Windsurf: Nazionale di Vindicio a Torzoni (pesanti), Casagrande (leggeri), Cristofori (donne)

La quarta tappa del Circuito Nazionale Classe “Windsurfer”, svoltasi nella rada di Vindicio nel weekend del 23 e 24 giugno, rappresenta l’inizio di una nuova era per la Classe e, probabilmente, per il mondo delle tavole a vela in generale.

di Guido Amato – La quarta tappa del Circuito Nazionale Classe “Windsurfer”, svoltasi nella rada di Vindicio nel weekend del 23 e 24 giugno, rappresenta l’inizio di una nuova era per la Classe e, probabilmente, per il mondo delle tavole a vela in generale.
Per la prima volta, infatti, ha debuttato ufficialmente in regata la nuova “Windsurfer LT (o White-board)” di cui tanto si è discusso nelle scorse settimane e mesi e di cui altrettanto (a giudicare dallo spettacolo offerto in acqua e dalle reazioni entusiastiche dei regatanti) sentiremo parlare in futuro.

Grande curiosità ed attesa quindi intorno agli scatoloni consegnati per l’occasione a praticamente tutti i partecipanti alla tappa e non solo, ansiosi maanche intimoriti dalla necessità di doversi confrontare con una nuova tavola e di dover nuovamente prendere le misure dopo anni e anni trascorsi sulla old-Windsurfer in polietilene, che praticamente si è congedata in grande stile nel mare di Mondello in occasione dell’ultimo appuntamento prima di Vindicio.
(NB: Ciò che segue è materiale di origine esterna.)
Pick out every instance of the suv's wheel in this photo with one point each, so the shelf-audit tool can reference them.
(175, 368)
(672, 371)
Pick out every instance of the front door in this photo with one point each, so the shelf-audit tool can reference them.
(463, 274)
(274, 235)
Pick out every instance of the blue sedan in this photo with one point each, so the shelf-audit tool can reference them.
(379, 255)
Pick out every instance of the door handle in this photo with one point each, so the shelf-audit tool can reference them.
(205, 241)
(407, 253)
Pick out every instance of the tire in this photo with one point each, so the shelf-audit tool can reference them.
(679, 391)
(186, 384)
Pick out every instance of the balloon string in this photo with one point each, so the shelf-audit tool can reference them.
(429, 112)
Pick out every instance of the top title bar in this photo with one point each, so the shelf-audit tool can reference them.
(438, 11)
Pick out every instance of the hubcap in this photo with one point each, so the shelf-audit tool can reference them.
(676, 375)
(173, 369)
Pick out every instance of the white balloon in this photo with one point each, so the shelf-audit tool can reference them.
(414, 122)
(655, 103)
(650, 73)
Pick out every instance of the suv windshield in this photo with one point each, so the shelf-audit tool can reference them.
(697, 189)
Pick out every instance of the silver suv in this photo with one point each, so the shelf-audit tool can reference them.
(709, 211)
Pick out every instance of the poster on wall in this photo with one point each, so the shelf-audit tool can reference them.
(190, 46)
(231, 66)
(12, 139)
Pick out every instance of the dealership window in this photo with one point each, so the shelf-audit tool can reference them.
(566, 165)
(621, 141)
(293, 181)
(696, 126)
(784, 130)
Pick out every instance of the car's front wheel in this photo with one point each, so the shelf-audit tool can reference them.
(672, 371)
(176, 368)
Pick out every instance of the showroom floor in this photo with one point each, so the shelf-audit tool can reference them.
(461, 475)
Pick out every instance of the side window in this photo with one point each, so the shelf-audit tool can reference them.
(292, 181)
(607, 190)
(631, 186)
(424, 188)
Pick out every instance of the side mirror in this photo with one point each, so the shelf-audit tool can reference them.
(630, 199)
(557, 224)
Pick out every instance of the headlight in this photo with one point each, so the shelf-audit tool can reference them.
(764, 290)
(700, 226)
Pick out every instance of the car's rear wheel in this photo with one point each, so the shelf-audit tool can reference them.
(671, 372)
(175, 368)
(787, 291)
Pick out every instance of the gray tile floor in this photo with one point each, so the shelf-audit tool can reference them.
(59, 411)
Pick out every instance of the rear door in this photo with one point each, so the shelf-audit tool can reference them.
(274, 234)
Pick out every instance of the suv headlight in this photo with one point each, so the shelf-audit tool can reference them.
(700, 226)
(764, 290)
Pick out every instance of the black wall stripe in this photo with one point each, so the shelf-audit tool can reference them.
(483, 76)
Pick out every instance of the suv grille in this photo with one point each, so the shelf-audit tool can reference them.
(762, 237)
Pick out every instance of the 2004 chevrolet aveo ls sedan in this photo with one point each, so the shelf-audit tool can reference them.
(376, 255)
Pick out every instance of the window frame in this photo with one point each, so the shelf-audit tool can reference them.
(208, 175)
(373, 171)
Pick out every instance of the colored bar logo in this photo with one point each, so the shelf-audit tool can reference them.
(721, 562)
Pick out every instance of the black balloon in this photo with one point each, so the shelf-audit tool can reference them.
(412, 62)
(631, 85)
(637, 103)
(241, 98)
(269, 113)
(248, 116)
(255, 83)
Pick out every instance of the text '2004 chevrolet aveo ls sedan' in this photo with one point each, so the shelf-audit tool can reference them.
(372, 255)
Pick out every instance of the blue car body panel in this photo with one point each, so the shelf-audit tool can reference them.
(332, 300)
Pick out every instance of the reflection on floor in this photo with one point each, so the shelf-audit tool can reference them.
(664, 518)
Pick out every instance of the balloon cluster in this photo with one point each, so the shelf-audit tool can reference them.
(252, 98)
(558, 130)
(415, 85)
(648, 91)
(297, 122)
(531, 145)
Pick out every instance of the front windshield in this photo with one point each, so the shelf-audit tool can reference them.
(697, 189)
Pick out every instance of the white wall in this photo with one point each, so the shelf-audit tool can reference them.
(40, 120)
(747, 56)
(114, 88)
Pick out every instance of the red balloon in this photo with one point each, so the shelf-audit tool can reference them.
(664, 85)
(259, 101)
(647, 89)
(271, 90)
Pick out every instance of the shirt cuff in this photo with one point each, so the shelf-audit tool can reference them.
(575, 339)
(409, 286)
La Classe dunque torna a quasi un anno esatto di distanza a Formia, nel golfo di Gaeta, presso il circolo “Officina dei Venti” diretto dell’ottimo Guido Pisani e dal suo giovanissimo e disponibilissimo staff: accoglienza, ospitalità, professionalità e simpatia sono esattamente quelle di sempre.
A loro ed al comitato di regata, presieduto da un mitico De Grenet, va un sentito ringraziamento per due giorni di sano sport e divertimento.
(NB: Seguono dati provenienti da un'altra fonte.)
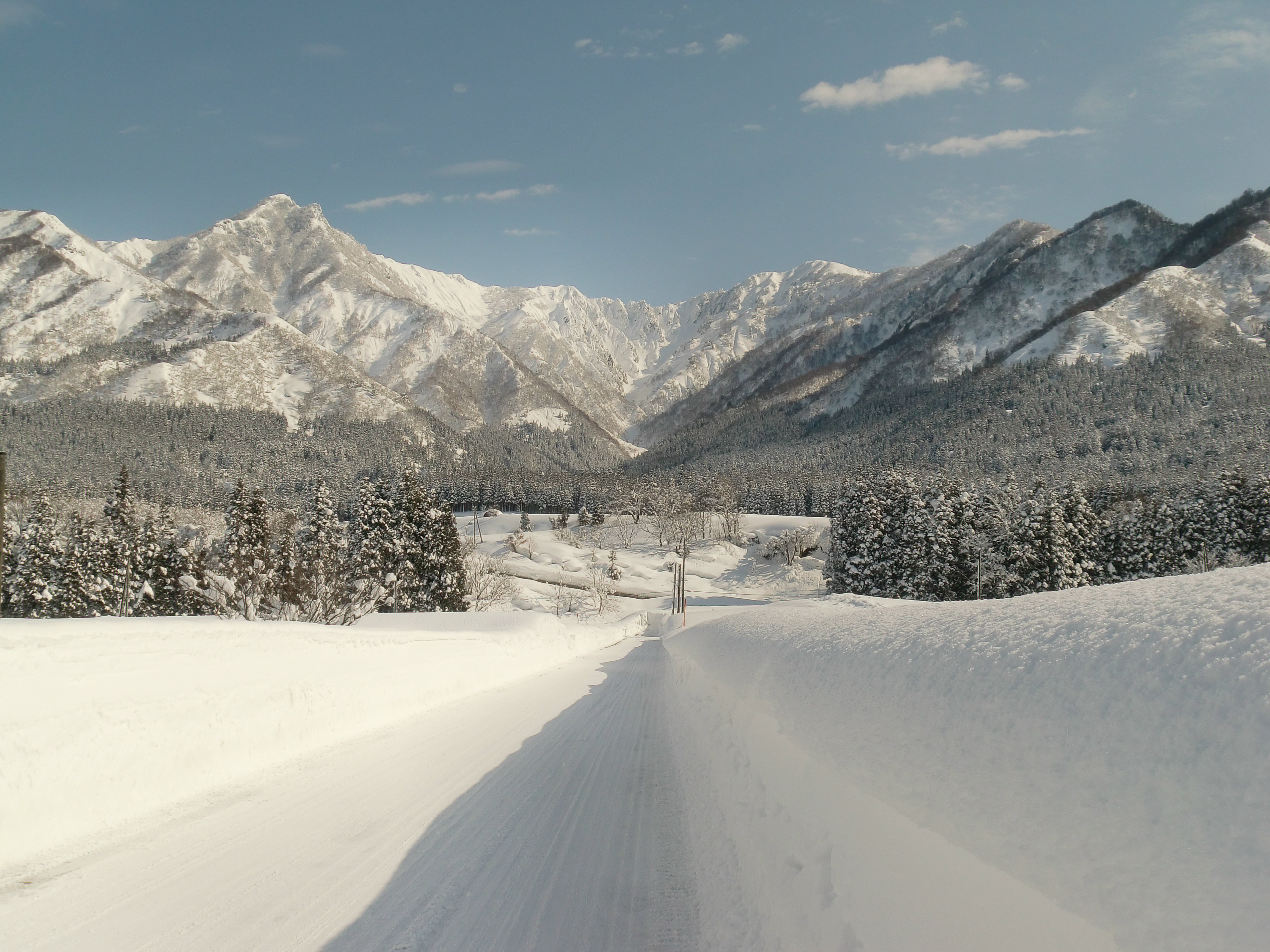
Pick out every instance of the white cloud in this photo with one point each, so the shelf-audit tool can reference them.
(404, 198)
(967, 147)
(955, 23)
(1211, 44)
(324, 51)
(14, 13)
(484, 167)
(280, 141)
(922, 79)
(590, 47)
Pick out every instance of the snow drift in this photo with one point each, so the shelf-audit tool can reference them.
(1077, 770)
(107, 720)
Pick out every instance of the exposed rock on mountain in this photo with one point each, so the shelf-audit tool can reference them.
(275, 309)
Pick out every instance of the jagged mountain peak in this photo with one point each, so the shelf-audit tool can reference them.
(817, 336)
(272, 205)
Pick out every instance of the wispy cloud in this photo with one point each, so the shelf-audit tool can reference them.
(955, 23)
(280, 141)
(484, 167)
(385, 201)
(1212, 41)
(968, 147)
(950, 215)
(14, 13)
(324, 51)
(936, 75)
(590, 47)
(506, 195)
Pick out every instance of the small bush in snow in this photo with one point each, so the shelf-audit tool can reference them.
(792, 545)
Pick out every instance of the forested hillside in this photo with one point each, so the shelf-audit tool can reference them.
(192, 456)
(1191, 412)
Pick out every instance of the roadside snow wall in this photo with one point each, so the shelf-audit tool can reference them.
(107, 720)
(1074, 771)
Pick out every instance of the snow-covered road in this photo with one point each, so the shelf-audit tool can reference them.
(442, 833)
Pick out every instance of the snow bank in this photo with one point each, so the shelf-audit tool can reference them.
(107, 720)
(1041, 772)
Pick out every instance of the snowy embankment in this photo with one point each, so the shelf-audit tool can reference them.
(105, 721)
(1067, 771)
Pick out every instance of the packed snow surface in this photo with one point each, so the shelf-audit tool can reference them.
(1095, 761)
(1069, 772)
(107, 720)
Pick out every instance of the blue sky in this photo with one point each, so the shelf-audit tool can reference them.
(638, 150)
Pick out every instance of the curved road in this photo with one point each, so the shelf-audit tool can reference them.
(446, 833)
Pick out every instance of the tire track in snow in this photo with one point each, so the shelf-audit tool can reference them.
(574, 842)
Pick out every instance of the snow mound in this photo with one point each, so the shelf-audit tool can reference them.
(1100, 752)
(108, 720)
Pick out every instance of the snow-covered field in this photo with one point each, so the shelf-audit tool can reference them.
(1079, 770)
(106, 721)
(1069, 772)
(717, 571)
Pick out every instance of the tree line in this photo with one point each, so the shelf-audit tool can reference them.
(897, 535)
(398, 550)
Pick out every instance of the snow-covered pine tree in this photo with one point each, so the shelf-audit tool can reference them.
(122, 531)
(319, 589)
(857, 531)
(36, 558)
(86, 591)
(1084, 530)
(374, 545)
(245, 553)
(442, 574)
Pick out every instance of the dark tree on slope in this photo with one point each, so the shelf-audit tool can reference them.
(33, 579)
(435, 553)
(122, 539)
(245, 554)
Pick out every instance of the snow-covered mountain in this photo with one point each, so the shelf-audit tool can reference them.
(275, 309)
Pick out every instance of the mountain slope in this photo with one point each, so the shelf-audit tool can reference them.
(277, 310)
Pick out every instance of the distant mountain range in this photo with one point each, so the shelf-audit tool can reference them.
(277, 310)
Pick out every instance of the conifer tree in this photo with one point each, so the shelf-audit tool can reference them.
(33, 578)
(122, 530)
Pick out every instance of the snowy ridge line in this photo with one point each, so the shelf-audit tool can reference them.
(1093, 760)
(108, 721)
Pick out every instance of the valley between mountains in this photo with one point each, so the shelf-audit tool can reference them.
(275, 310)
Per i ventotto regatanti accorsi da tutta Italia è come se il discorso interrotto con il mare di Vindicio l’ultima domenica di regata dello scorso anno fosse ripreso esattamente dov’era stato lasciato: un vento di levante teso, rabbioso, con venti nodi di base e raffiche anche oltre i venticinque, sembrano essere lì apposta per scrivere il primo capitolo della storia della Windsurfer-LT.
Unica flotta (leggeri, pesanti e donne) tutta in acqua intorno alle 14:00 con le prime due prove svoltesi su un inedito (per la Classe Windsurfer) campo a triangolo sul quale le nuove tavole hanno letteralmente volato sull’acqua, aiutando anche i meno esperti a dominare un vento che sarebbe stato per certo meno addomesticabile con la old-Windsurfer.

Condizioni più abbordabili nella terza prova r e percorso modificato nel più classico bastone con vento decisamente in calo nel corso della quarta prova che il comitato ha valutato di far disputare ai regatanti in considerazione delle previsioni parecchio incerte per il giorno successivo.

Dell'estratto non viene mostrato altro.